Tap to compute focus, exposure, and white balance, as described for still photos. (You can even long-press to trigger the exposure and focus locks, or drag the tiny yellow sun to adjust exposure manually, as described earlier.)

Then tap Record (inline)—or press a volume key—and you’re rolling! As you film, a time counter ticks away at the top.

iPhone 11 Family: QuickTake Video

If you have an iPhone 11 or 11 Pro, a special treat awaits, which Apple calls QuickTake: You can now shoot videos even in Photo mode! No mode-switching necessary, which can be a time-saving, fumble-reducing blessing.

Instead, just hold down the regular shutter button (inline), or single-press either volume key on the side of the phone. You’re recording video as long as you’re pressing. (A new inline button appears, too, in case you want to snap a still photo while you’re rolling.)

NOTE

Unfortunately, your video will have whatever aspect ratio (proportions) your still photo would have had. Usually, that’s 4:3, which is standard for photos but awfully squarish for a video.

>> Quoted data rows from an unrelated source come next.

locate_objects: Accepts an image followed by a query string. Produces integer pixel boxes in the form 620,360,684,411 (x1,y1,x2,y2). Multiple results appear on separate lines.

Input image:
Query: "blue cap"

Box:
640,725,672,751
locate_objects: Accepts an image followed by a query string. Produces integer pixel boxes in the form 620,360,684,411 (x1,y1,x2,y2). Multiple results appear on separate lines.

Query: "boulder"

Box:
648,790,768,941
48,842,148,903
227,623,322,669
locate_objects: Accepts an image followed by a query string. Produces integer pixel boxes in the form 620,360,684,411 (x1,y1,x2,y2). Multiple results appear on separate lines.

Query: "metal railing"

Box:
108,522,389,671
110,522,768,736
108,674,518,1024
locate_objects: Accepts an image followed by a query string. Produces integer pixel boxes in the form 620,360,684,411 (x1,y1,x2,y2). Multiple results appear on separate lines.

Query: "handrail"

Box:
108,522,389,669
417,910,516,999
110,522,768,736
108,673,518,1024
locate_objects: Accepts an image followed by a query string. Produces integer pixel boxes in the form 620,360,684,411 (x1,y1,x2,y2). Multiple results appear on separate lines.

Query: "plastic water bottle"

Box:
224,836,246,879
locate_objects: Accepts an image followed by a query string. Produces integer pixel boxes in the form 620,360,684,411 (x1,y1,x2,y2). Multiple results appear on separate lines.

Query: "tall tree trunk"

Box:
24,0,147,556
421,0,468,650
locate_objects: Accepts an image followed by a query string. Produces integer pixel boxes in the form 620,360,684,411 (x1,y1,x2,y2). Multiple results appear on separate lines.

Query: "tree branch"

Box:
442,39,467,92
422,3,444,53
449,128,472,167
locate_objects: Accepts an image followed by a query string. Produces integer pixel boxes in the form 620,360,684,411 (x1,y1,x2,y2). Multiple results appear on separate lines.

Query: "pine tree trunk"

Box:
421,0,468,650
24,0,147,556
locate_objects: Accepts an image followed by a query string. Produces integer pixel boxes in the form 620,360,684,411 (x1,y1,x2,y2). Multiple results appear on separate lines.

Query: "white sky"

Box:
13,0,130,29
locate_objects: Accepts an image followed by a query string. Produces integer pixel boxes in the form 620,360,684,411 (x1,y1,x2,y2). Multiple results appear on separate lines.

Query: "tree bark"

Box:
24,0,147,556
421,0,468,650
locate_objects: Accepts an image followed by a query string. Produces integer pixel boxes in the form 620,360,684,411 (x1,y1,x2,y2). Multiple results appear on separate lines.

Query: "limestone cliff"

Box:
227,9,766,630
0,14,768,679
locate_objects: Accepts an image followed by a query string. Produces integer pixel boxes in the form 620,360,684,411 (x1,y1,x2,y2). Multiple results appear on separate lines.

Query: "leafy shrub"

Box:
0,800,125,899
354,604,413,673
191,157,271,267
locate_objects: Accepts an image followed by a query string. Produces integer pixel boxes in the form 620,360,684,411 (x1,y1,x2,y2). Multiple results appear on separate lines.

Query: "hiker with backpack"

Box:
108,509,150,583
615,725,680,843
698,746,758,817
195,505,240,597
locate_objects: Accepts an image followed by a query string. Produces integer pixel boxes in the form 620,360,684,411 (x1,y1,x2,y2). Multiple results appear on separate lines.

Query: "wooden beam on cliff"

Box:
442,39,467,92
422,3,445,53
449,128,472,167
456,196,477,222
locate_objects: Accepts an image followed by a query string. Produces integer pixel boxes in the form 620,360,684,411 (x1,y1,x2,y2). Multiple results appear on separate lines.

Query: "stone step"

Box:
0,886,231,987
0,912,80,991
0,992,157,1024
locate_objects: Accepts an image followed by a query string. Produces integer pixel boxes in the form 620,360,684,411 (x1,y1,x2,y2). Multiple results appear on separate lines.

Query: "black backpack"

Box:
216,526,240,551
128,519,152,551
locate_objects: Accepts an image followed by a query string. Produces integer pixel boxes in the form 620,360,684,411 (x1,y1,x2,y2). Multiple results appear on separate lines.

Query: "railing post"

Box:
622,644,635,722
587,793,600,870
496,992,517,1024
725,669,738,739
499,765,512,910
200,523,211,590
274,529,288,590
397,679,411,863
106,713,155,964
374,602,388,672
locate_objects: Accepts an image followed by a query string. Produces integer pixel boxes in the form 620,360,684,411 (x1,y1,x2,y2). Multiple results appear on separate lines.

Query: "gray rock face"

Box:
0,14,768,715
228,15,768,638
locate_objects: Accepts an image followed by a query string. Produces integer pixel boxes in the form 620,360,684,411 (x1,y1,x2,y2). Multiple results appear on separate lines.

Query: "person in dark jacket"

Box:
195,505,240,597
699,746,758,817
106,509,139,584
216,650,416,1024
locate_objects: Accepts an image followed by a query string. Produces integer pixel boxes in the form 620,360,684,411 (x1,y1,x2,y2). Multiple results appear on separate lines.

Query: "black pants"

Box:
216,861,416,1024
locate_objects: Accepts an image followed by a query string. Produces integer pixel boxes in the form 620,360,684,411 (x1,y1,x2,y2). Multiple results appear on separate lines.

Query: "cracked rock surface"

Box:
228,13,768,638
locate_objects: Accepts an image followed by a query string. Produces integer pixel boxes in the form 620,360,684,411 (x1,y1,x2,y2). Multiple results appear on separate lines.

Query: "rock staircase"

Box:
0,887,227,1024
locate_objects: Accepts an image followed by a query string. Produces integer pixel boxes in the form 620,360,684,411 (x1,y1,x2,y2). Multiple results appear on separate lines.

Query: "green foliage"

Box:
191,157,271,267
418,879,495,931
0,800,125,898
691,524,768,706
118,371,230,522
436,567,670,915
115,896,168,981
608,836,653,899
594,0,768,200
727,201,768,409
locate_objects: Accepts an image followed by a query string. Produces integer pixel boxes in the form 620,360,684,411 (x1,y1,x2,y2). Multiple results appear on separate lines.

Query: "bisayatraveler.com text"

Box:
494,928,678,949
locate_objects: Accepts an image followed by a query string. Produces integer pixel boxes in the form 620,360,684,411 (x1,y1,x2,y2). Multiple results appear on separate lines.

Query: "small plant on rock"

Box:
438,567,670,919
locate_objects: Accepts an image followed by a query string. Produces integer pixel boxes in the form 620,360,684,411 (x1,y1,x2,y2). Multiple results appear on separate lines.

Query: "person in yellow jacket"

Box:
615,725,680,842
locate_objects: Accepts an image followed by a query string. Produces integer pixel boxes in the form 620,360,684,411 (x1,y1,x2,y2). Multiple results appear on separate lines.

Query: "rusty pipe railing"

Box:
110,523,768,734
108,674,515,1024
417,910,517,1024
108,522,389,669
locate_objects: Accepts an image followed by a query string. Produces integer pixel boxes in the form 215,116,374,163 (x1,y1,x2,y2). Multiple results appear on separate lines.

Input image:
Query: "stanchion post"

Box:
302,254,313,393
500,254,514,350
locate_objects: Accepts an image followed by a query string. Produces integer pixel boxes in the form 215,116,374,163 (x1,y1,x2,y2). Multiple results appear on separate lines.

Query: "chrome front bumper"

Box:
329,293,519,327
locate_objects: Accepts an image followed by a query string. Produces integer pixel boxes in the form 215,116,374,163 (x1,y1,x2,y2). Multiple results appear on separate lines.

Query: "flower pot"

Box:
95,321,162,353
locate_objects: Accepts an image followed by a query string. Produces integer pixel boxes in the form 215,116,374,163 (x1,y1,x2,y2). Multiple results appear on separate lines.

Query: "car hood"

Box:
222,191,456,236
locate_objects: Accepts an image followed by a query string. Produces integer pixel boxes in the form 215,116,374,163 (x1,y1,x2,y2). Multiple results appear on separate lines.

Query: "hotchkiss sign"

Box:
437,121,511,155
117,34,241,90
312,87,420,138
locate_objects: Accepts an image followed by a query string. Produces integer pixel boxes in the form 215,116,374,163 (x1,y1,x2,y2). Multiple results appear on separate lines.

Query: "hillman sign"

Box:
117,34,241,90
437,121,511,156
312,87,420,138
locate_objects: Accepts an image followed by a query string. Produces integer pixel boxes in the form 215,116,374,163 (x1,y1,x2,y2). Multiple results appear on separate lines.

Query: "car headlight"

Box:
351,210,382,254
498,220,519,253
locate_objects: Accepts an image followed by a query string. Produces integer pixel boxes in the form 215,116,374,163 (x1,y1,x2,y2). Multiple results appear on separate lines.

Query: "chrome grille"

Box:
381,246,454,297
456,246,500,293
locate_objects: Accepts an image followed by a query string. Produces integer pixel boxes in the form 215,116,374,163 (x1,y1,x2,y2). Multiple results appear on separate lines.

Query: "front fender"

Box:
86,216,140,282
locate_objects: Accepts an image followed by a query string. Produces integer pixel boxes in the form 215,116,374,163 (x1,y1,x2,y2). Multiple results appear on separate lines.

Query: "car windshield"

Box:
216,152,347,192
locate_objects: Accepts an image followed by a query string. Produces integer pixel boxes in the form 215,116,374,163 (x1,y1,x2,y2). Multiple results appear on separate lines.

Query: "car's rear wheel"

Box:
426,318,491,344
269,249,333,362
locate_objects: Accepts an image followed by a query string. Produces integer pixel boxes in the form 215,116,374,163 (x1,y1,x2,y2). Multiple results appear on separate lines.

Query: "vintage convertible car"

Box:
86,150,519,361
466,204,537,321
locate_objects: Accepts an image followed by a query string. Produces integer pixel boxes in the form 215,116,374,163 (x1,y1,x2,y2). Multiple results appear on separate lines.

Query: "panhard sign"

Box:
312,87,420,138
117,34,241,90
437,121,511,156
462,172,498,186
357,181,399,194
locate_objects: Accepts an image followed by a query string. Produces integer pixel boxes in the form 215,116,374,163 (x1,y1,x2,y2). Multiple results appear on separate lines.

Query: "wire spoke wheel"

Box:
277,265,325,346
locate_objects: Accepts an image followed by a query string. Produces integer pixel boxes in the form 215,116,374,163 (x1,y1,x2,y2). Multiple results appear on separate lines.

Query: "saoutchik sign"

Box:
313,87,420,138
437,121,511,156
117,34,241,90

Now you understand why Apple granted you a quick way to switch to standard video dimensions, 16:9, as described starting in “iPhone 11 and 11 Pro: Changing the Proportions”.

Love that tip? Then here’s something even tippier: If your finger gets tired holding down the inline button while recording, slide it to the right and then let go. You’ve just triggered Record Lock (below). Now you’ll keep on filming until you tap inline to stop.

A Note About Resolution—and 4K Video

Video generally plays back at 30 frames a second. But the iPhone 6 and later can record and play back 60 frames a second. Video you shoot this way has a smoothness and clarity that’s almost surreal. (It also takes up twice as much space on your phone.) You choose the video quality you want in SettingsCameraRecord Video. Experiment with 60 frames per second; see if you feel the result is worth the storage space.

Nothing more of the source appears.